Grace is holding a large, unfired jar.
If you were to list the ten best, contemporary potters, Grace Medicine Flower would be near the top. Grace is a member of the famous Tafoya family of Santa Clara. Her father, Camilio (Sunflower) Tafoya was the brother of Margaret Tafoya. It was Camilio who pioneered the incorporation of delicate designs carved into the unfired pieces—sgraffito. This tradition is being carried on by both Grace and her brother, Joseph Lonewolf.
In Grace's own words, "Potters must push themselves to advance the art. I grew up making traditional pottery, starting with finger pots when I was a child. I started working with my father, he introduced me to sgraffito carving. Building on traditional concepts, I like to try new ideas. This is the exciting part of my work. Recently, I have been combining elements, deep carving with sgraffito, sculptured rims, even rims with carved basket-weaving elements."
A note of interest, sgraffito carving is very precise and pains-taking work. One of the marks of a true artist is not only the design, but the fine-line work making up the design. Carved after the pot is dried and polished, but before it is fired, one slip of the knife, one tiny chip and the design can be ruined. There is no chance for erasure, there is no chance for recovery.

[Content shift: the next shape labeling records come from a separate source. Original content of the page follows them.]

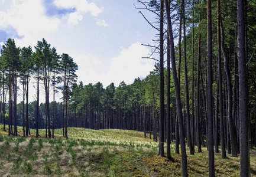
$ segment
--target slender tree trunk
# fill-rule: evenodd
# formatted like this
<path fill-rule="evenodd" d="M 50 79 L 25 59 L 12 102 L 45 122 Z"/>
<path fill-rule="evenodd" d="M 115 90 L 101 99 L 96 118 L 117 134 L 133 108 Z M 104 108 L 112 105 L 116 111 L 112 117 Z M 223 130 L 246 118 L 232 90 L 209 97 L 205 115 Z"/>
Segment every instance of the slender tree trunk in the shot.
<path fill-rule="evenodd" d="M 3 73 L 3 113 L 4 113 L 4 131 L 5 129 L 5 83 L 4 83 L 4 73 Z"/>
<path fill-rule="evenodd" d="M 208 123 L 208 147 L 209 149 L 209 176 L 215 176 L 213 105 L 212 105 L 212 1 L 207 0 L 207 35 L 208 35 L 208 84 L 207 84 L 207 118 Z"/>
<path fill-rule="evenodd" d="M 168 6 L 170 6 L 170 1 L 168 0 Z M 169 12 L 170 13 L 170 12 Z M 166 139 L 166 152 L 167 158 L 168 159 L 171 159 L 171 128 L 170 128 L 170 76 L 171 76 L 171 70 L 170 70 L 170 40 L 169 40 L 169 32 L 167 32 L 167 107 L 166 107 L 166 133 L 167 133 L 167 139 Z"/>
<path fill-rule="evenodd" d="M 200 18 L 200 17 L 199 17 Z M 196 142 L 197 143 L 197 152 L 202 152 L 201 133 L 200 133 L 200 64 L 201 60 L 201 34 L 198 35 L 198 54 L 197 54 L 197 74 L 196 90 Z M 202 83 L 203 84 L 203 83 Z"/>
<path fill-rule="evenodd" d="M 195 112 L 194 112 L 194 91 L 195 91 L 195 84 L 194 84 L 194 45 L 195 45 L 195 22 L 194 22 L 194 1 L 193 1 L 193 24 L 192 24 L 192 115 L 191 115 L 191 139 L 192 143 L 191 145 L 192 146 L 193 151 L 195 152 Z"/>
<path fill-rule="evenodd" d="M 64 83 L 64 86 L 63 86 L 63 120 L 62 120 L 62 127 L 63 127 L 63 137 L 65 137 L 65 130 L 64 130 L 65 122 L 64 122 L 64 117 L 65 117 L 65 82 Z M 90 128 L 92 128 L 92 127 L 90 127 Z"/>
<path fill-rule="evenodd" d="M 229 68 L 229 64 L 228 58 L 226 55 L 226 53 L 224 49 L 224 30 L 223 28 L 222 22 L 221 19 L 221 50 L 222 54 L 224 58 L 224 65 L 225 71 L 226 76 L 226 83 L 228 86 L 228 120 L 229 126 L 229 135 L 231 138 L 231 154 L 232 157 L 237 157 L 237 150 L 236 150 L 236 132 L 235 129 L 235 124 L 234 123 L 234 120 L 232 119 L 232 84 L 231 84 L 231 76 L 230 70 Z"/>
<path fill-rule="evenodd" d="M 178 81 L 178 77 L 177 75 L 176 67 L 175 64 L 175 53 L 174 53 L 174 44 L 173 41 L 173 35 L 171 27 L 171 21 L 170 12 L 170 8 L 168 5 L 168 0 L 165 0 L 166 5 L 166 13 L 167 18 L 168 24 L 168 31 L 169 32 L 170 37 L 170 45 L 171 51 L 171 66 L 173 70 L 173 80 L 174 82 L 175 93 L 176 97 L 176 104 L 177 108 L 177 114 L 179 120 L 179 125 L 180 130 L 180 139 L 182 150 L 182 175 L 183 176 L 187 176 L 187 154 L 186 152 L 186 145 L 185 145 L 185 136 L 184 135 L 184 129 L 183 124 L 182 123 L 183 116 L 182 104 L 180 101 L 180 86 Z"/>
<path fill-rule="evenodd" d="M 221 127 L 221 146 L 222 159 L 226 158 L 223 122 L 223 90 L 222 90 L 222 73 L 221 71 L 221 0 L 218 1 L 218 76 L 219 82 L 219 120 Z"/>
<path fill-rule="evenodd" d="M 39 68 L 37 70 L 37 117 L 36 117 L 36 136 L 38 137 L 38 120 L 39 120 Z M 26 129 L 27 133 L 27 129 Z"/>
<path fill-rule="evenodd" d="M 22 126 L 23 126 L 23 136 L 25 135 L 25 76 L 23 76 L 23 103 L 22 103 Z"/>
<path fill-rule="evenodd" d="M 186 109 L 187 113 L 187 145 L 189 146 L 189 150 L 190 155 L 194 155 L 194 150 L 192 146 L 192 141 L 191 140 L 190 132 L 190 112 L 189 108 L 189 81 L 187 78 L 187 54 L 186 50 L 186 19 L 185 19 L 185 4 L 183 0 L 183 44 L 184 44 L 184 67 L 185 74 L 185 87 L 186 87 Z"/>
<path fill-rule="evenodd" d="M 240 176 L 249 176 L 249 119 L 247 69 L 245 9 L 244 0 L 237 0 L 239 95 L 240 113 Z"/>
<path fill-rule="evenodd" d="M 167 2 L 168 3 L 168 2 Z M 164 153 L 164 1 L 161 0 L 160 10 L 160 156 L 163 157 Z"/>

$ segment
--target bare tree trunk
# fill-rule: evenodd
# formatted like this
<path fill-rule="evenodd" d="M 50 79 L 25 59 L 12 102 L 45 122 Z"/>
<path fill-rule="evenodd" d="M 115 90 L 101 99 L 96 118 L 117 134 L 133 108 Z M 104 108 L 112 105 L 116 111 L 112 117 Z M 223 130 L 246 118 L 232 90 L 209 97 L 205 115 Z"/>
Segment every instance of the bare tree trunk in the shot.
<path fill-rule="evenodd" d="M 244 0 L 237 0 L 238 34 L 239 95 L 240 113 L 240 176 L 249 176 L 249 119 L 248 116 L 248 78 Z"/>
<path fill-rule="evenodd" d="M 170 6 L 170 0 L 168 1 L 168 6 Z M 166 152 L 167 158 L 168 159 L 171 159 L 171 129 L 170 129 L 170 40 L 169 33 L 167 32 L 167 107 L 166 107 Z"/>
<path fill-rule="evenodd" d="M 199 17 L 200 18 L 200 17 Z M 201 34 L 198 35 L 198 52 L 197 52 L 197 74 L 196 90 L 196 140 L 197 143 L 197 152 L 202 152 L 201 149 L 201 132 L 200 132 L 200 64 L 201 60 Z M 202 83 L 203 84 L 203 83 Z"/>
<path fill-rule="evenodd" d="M 170 8 L 168 5 L 168 0 L 165 0 L 166 13 L 167 18 L 168 31 L 170 37 L 170 45 L 171 51 L 171 67 L 173 70 L 173 80 L 174 82 L 175 93 L 176 97 L 176 104 L 177 110 L 177 115 L 179 125 L 180 139 L 182 150 L 182 175 L 183 176 L 187 176 L 187 154 L 186 152 L 185 136 L 184 135 L 183 124 L 182 122 L 183 115 L 182 110 L 182 104 L 180 101 L 180 86 L 179 84 L 178 77 L 177 75 L 176 66 L 175 64 L 175 53 L 174 53 L 174 44 L 173 41 L 173 30 L 171 27 L 171 20 L 170 15 Z"/>
<path fill-rule="evenodd" d="M 232 84 L 231 84 L 231 76 L 229 68 L 228 58 L 226 55 L 226 53 L 224 49 L 224 30 L 223 28 L 222 22 L 221 19 L 221 50 L 224 58 L 225 71 L 226 76 L 226 83 L 228 86 L 228 120 L 229 126 L 229 135 L 231 138 L 231 154 L 232 157 L 237 157 L 238 152 L 236 150 L 236 138 L 235 124 L 232 119 Z"/>
<path fill-rule="evenodd" d="M 186 50 L 186 20 L 185 20 L 185 4 L 184 0 L 183 1 L 183 43 L 184 43 L 184 67 L 185 74 L 185 87 L 186 87 L 186 109 L 187 113 L 187 146 L 189 146 L 189 150 L 190 155 L 194 155 L 194 150 L 192 146 L 192 141 L 191 140 L 190 132 L 190 112 L 189 109 L 189 81 L 187 78 L 187 54 Z"/>
<path fill-rule="evenodd" d="M 219 82 L 219 120 L 221 127 L 221 154 L 222 159 L 226 158 L 226 149 L 225 143 L 225 135 L 224 135 L 224 122 L 223 116 L 223 90 L 222 90 L 222 73 L 221 72 L 221 0 L 218 1 L 218 76 Z"/>
<path fill-rule="evenodd" d="M 168 2 L 167 2 L 168 3 Z M 168 5 L 168 4 L 167 4 Z M 163 157 L 164 153 L 164 1 L 161 0 L 160 10 L 160 156 Z"/>
<path fill-rule="evenodd" d="M 207 118 L 208 123 L 209 176 L 215 176 L 213 105 L 212 105 L 212 1 L 207 1 L 207 34 L 208 34 L 208 83 L 207 83 Z"/>

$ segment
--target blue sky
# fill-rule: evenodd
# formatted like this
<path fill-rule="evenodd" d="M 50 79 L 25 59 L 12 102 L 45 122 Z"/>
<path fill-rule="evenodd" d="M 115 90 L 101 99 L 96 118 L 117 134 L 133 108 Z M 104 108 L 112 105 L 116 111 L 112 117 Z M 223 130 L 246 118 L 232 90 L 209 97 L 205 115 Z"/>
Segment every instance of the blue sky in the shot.
<path fill-rule="evenodd" d="M 154 68 L 154 61 L 141 59 L 151 51 L 141 44 L 153 44 L 157 33 L 134 4 L 141 6 L 137 0 L 0 0 L 0 44 L 12 38 L 34 48 L 44 38 L 73 58 L 78 81 L 131 84 Z"/>

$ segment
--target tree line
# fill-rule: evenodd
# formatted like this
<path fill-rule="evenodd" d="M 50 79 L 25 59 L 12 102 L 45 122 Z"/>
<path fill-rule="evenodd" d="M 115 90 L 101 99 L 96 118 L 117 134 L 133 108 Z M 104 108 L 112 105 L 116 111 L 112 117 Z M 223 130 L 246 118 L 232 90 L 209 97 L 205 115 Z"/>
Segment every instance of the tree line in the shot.
<path fill-rule="evenodd" d="M 103 88 L 100 82 L 77 84 L 75 75 L 70 76 L 72 79 L 67 77 L 66 81 L 62 80 L 63 86 L 56 88 L 64 95 L 63 103 L 47 104 L 46 99 L 45 105 L 40 106 L 41 111 L 34 113 L 35 122 L 41 114 L 46 136 L 48 127 L 49 137 L 51 133 L 53 136 L 55 127 L 60 126 L 67 137 L 67 126 L 143 131 L 145 137 L 149 133 L 150 138 L 153 136 L 159 142 L 161 156 L 165 155 L 166 142 L 168 159 L 171 158 L 170 145 L 175 139 L 176 153 L 180 153 L 180 145 L 184 176 L 187 176 L 186 146 L 189 146 L 192 155 L 202 152 L 202 146 L 207 146 L 211 176 L 215 175 L 214 153 L 221 149 L 223 159 L 226 158 L 226 152 L 234 157 L 240 153 L 241 175 L 248 176 L 249 145 L 256 146 L 255 3 L 247 0 L 138 1 L 142 8 L 136 8 L 149 11 L 156 17 L 155 22 L 150 22 L 141 12 L 157 34 L 157 39 L 153 40 L 154 44 L 145 45 L 153 48 L 153 54 L 148 58 L 158 61 L 155 69 L 143 79 L 136 78 L 129 85 L 124 81 L 116 87 L 111 83 Z M 178 41 L 176 46 L 175 39 Z M 34 53 L 31 58 L 44 61 L 42 58 L 49 57 L 43 52 L 45 47 L 40 46 L 38 44 L 37 51 L 41 52 Z M 5 54 L 5 48 L 1 61 L 9 53 Z M 51 58 L 58 58 L 57 54 L 53 54 L 53 49 L 50 50 Z M 22 56 L 20 50 L 17 53 Z M 156 55 L 157 58 L 153 57 Z M 16 64 L 14 61 L 13 65 Z M 2 86 L 5 87 L 1 87 L 1 93 L 9 93 L 9 110 L 14 112 L 9 112 L 8 116 L 15 117 L 14 94 L 17 91 L 14 86 L 17 73 L 21 72 L 11 67 L 12 63 L 7 64 L 7 69 L 2 71 L 5 76 L 2 78 L 6 78 L 2 80 Z M 43 69 L 40 68 L 41 64 L 33 65 L 38 69 L 33 69 L 36 71 L 30 77 L 44 81 L 46 94 L 46 90 L 53 87 L 50 83 L 61 81 L 53 76 L 70 76 L 64 65 L 60 67 L 62 70 L 57 66 L 53 69 L 51 65 L 48 68 L 46 64 Z M 27 94 L 25 86 L 29 80 L 28 72 L 24 73 L 24 93 Z M 44 77 L 50 78 L 44 81 Z M 5 101 L 2 99 L 4 113 Z M 30 107 L 27 104 L 26 109 Z M 57 105 L 57 108 L 47 109 L 50 104 Z M 25 114 L 26 117 L 28 114 Z M 58 114 L 56 119 L 55 114 Z M 14 119 L 9 120 L 13 120 L 9 125 L 17 125 Z"/>
<path fill-rule="evenodd" d="M 64 127 L 65 136 L 67 137 L 67 100 L 69 99 L 70 88 L 76 81 L 77 76 L 75 71 L 78 66 L 73 58 L 67 54 L 63 53 L 60 56 L 54 47 L 51 48 L 44 38 L 38 41 L 33 52 L 30 46 L 20 48 L 16 47 L 14 40 L 9 38 L 1 50 L 1 123 L 4 123 L 5 131 L 5 114 L 8 110 L 8 135 L 17 136 L 17 96 L 18 91 L 22 93 L 22 113 L 19 115 L 22 117 L 23 136 L 28 136 L 30 128 L 29 109 L 29 84 L 32 78 L 37 83 L 35 126 L 37 129 L 36 136 L 38 135 L 38 124 L 42 121 L 42 114 L 40 107 L 40 93 L 44 92 L 45 95 L 45 117 L 46 137 L 54 137 L 55 124 L 55 94 L 60 90 L 63 94 L 63 119 L 66 122 L 63 123 Z M 22 88 L 20 86 L 22 86 Z M 56 86 L 59 86 L 56 87 Z M 43 86 L 43 87 L 42 87 Z M 41 89 L 42 87 L 43 89 Z M 53 113 L 50 109 L 50 91 L 53 88 Z M 8 93 L 8 95 L 7 95 Z M 7 100 L 8 99 L 8 100 Z M 7 101 L 8 106 L 7 109 Z M 30 117 L 31 118 L 31 117 Z M 51 124 L 53 126 L 51 127 Z M 51 130 L 52 129 L 52 131 Z"/>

Grace digs her own clay from local sources and processes it through the many steps necessary to produce the workable plasticity. She still use the classic coiling method of building up the pot. She then applies the slip, and hand polishes it with smooth stones. One special stone was given to her by her grandmother, Agapita, a well-known potter in her own right.
After polishing, she uses steel cutting tools to produce the sgraffito design into the still very delicate surface. When the carving is complete, she fires her work using the outdoor, traditional Santa Clara methods.